Casein Kinase 1α as a Regulator of Wnt-Driven Cancer

Abstract

Wnt signaling regulates numerous cellular processes during embryonic development and adult tissue homeostasis. Underscoring this physiological importance, deregulation of the Wnt signaling pathway is associated with many disease states, including cancer. Here, we review pivotal regulatory events in the Wnt signaling pathway that drive cancer growth. We then discuss the roles of the established negative Wnt regulator, casein kinase 1α (CK1α), in Wnt signaling. Although the study of CK1α has been ongoing for several decades, the bulk of such research has focused on how it phosphorylates and regulates its various substrates. We focus here on what is known about the mechanisms controlling CK1α, including its putative regulatory proteins and alternative splicing variants. Finally, we describe the discovery and validation of a family of pharmacological CK1α activators capable of inhibiting Wnt pathway activity. One of the important advantages of CK1α activators, relative to other classes of Wnt inhibitors, is their reduced on-target toxicity, overcoming one of the major impediments to developing a clinically relevant Wnt inhibitor. Therefore, we also discuss mechanisms that regulate CK1α steady-state homeostasis, which may contribute to the deregulation of Wnt pathway activity in cancer and underlie the enhanced therapeutic index of CK1α activators.
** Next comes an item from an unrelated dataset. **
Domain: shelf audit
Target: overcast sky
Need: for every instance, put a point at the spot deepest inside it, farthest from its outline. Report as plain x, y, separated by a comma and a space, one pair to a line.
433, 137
Keywords: CK1α; Wnt; cancer; kinase agonists; review; targeted therapies.

Figure 1

The canonical Wnt signaling pathway. In the Wnt off-state (left), β-catenin, the pivotal transcription coactivator of the Wnt pathway, is degraded by the destruction complex in the cytoplasm. Other Wnt effectors, such as frizzled (Fzd) at the membrane and T cell factor (TCF)/lymphoid enhancer-binding factor 1 (LEF1) transcription factors in the nucleus, are also inhibited to maintain low Wnt activity. In the Wnt on-state (right), Wnt ligands trigger the formation of the signalosome to promote Wnt signal transduction. The function of the destruction complex is inhibited, leading to the stabilization of β-catenin. β-catenin then translocates into the nucleus and binds to TCF/LEF1 to form a transcription complex along with other cofactors to initiate Wnt target transcription. LRP5/6: low-density lipoprotein receptor-related protein 5/6; ZNRF3: E3 ubiquitin ligase zinc- and ring-finger protein 3; RNF43: ring-finger protein 43; Dvl: disheveled; AP2: adapter protein 2; APC: adenomatous polyposis coli; CK1α: casein kinase 1α; GSK3: glycogen synthase kinase 3; Gro/TLE: groucho/transducin-like enhancer of split proteins; Pygo: pygopus; BCL9: B cell lymphoma 9 protein; Ebd1: earthbound 1; RSPO: R-spondin family of secreted ligands; LGR: leucine-rich repeat-containing G-protein coupled receptors; HSPG: heparan sulfate proteoglycans; SIAH1: siah E3 ubiquitin ligase 1; PP2A: protein phosphatase 2A.

Figure 2

CK1α splice variants. Human CK1α undergoes alternative splicing to produce four splice variants, as shown. These CK1α splice variants are characterized by the insertion of two polypeptide sequences: a long insertion (L) that contains a nuclear localization signal (NLS) into the protein kinase domain, and a short insertion (S) close to the C-terminus. LS: CK1α with both L and S inserts; S: CK1α with only an S insert; NI: CK1α with no insert; SN: CK1α LS with an N-terminal truncation.

Figure 3

CK1α regulatory subunits. Proteins that have been reported to regulate CK1α are shown. These proteins bind to CK1α and lead to indicated regulatory outcomes of CK1α. GLIPR1: glioma pathogenesis-related protein 1; FAM83G: family with sequence similarity 83G protein; DDX3: DEAD-box RNA helicase 3; MDMX: murine double minute X.

Figure 4

CK1α activators. (A) The structures of two chemically distinct CK1α activators—pyrvinium and SSTC3—and their inactive analogs—VU-WS211 and SSTC111—respectively, are shown. The red boxes highlight key structures needed for maximal efficacy. (B) A model, highlighting how CK1α activators function to increase the catalytic efficiency of CK1α. (C) A model of the mechanism underlying the differential therapeutic index of CK1α activators in normal tissue and Wnt-driven cancer.